Mr Justice Quirke ruled the case was a bona-fide public interest one and the council should pay half the challengers' costs and legal expenses. He held that the challengers had acted out of a valid public interest in the environment and in the interests of communities affected by planning considerations.
Although they lost their action, the challengers - An Taisce chairman Mr Michael Smith and Cllr Tony McEvoy of Kildare County Council - had established a large number of factual issues, including that "the nature and extent" of the consideration given by the elected members of Meath County Council to guidelines for the zoning of lands for residential purposes "give rise to concern (and indeed unease)".

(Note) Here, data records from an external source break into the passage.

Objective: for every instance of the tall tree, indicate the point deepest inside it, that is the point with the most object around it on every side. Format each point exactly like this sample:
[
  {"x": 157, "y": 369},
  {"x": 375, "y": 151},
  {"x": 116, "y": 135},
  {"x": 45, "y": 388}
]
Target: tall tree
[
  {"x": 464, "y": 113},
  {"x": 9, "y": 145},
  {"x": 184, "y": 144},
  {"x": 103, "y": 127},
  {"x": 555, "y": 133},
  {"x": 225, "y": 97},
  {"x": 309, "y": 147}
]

In September last, the judge dismissed the challenge to the making and adoption of Meath County Development Plan. The issue of who should pay the costs of the 12-day hearing was deferred.
Now, the High Court has ruled the council should pay 50 per cent of the applicants' costs and legal expenses as well as 100 per cent of the costs of the daily transcript of the hearing.
Legal sources estimate that the total bill for the council of its own costs and the parts of the applicants' costs which it has been directed to pay will be some €500,000.
In their proceedings, Mr Smith and Mr McEvoy claimed that the Meath County Development Plan did not comply with the strategic planning guidelines for the Greater Dublin Area, published in March 1999. That claim was rejected.
In his ruling on costs, Mr Justice Quirke said neither of the applicants was seeking to protect some private interest of his own and he was satisfied they had acted solely to further a valid public interest in the environment, particularly the interests of those communities affected by the planning considerations applicable to the greater Dublin area.
The proceedings had raised public law issues which were of general importance where the applicants had no private interest in the outcome and were therefore involved in a "public interest challenge."
In exercising his discretion in the case, the judge held he was entitled to take into account some findings of fact which he had made in his judgment. It was appropriate that he should do so as he had concluded the proceedings comprised a bona-fide public interest challenge.
The judge said that an analyis of the minutes of Meath County Council meetings between October 1999 and March 2001 disclosed that no land zoning application, among a very large number considered at more than 50 meetings, was determined or even considered in the context or against the background of the strategic planning guidelines.